UC Berkeley was awarded with a gold rating by the Sustainability Tracking, Assessment and Rating System, or STARS, for its sustainability initiatives, placing 11th in the nation.
STARS, a program of the Association for the Advancement of Sustainability in Higher Education, or AASHE, is a transparent, self-reporting framework for colleges and universities to measure their sustainability performance. By participating in STARS, an institution can earn points toward a STARS bronze, silver, gold or platinum rating. These ratings last three years, according to AASHE Director of Programs Julian Dautremont.
“The STARS system covers a range of topics from academics and research, to how we operate on the campus, to public engagement,” said campus Director of Sustainability Kira Stoll. “There is a question about how our endowments are invested and whether or not they have sustainability features or criteria.

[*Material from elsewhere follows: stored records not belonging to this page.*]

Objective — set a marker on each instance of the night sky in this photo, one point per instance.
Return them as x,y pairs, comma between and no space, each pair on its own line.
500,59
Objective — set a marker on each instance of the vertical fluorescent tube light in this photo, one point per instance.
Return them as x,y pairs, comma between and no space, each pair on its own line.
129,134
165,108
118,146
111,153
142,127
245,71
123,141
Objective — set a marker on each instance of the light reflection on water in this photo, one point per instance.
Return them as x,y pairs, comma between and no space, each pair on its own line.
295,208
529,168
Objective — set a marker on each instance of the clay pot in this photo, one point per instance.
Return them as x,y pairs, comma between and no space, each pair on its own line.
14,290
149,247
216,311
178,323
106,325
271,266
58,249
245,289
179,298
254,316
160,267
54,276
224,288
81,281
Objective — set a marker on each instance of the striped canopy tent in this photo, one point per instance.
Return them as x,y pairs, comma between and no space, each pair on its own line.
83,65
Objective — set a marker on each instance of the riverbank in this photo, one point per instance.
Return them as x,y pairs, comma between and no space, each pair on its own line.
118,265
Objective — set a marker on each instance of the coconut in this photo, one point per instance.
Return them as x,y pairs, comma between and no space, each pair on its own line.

It looks at social and economic sustainability indicators. It is quite broad.”
UC Berkeley received a score of 78.5 out of 100 in six different categories, including institutional characteristics, academics, engagement, operations, planning and administration, and innovation and leadership, according to the STARS website. This is the first time the campus, which ranked 11th out of 900 higher educational institutions, sent a complete submission for STARS reviewal.

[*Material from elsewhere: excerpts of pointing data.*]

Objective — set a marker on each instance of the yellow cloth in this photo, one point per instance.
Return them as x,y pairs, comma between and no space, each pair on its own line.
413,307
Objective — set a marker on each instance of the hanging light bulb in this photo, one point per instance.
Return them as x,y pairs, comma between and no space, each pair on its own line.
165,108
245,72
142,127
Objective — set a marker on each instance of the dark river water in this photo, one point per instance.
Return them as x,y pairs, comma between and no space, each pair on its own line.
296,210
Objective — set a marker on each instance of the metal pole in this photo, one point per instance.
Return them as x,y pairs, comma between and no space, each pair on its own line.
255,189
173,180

UC Berkeley’s Office of Sustainability mainly focuses on the improvement of the campus’s environmental performance by finding ways to increase renewable energy sources, according to Stoll. The Office of Sustainability hopes to achieve zero waste by 2020 and carbon neutrality by 2025, she added.
“There are multiple other areas that are also really important to us — adding more renewable energy, which is part of the carbon program, and working to reduce how much energy we use by 2 percent every year,” Stoll said.
STARS incorporates rankings for the social dimensions of sustainability, including categories such as diversity and equity coordination as well as affordability and access, according to Dautremont. The campus received a ranking of 9.61 out of 10 for diversity and affordability, according to the STARS website.
To continue the campus’s sustainability progress, campus organizations such as the ASUC and CALPIRG work to find solutions to sustainability issues, according to ASUC Senator Anna Whitney. For instance, the ASUC is working with CALPIRG to solidify renewable energy goals for this year and is also coordinating with Stoll to install a second round of solar panels on campus.
“Most importantly, though, we were learning from doing the assessment about what we can do more of and better. We are already starting to implement initiatives in the areas where we know we can do more,” Stoll said. “It really opened up new opportunities for us and conversations towards sustainability.”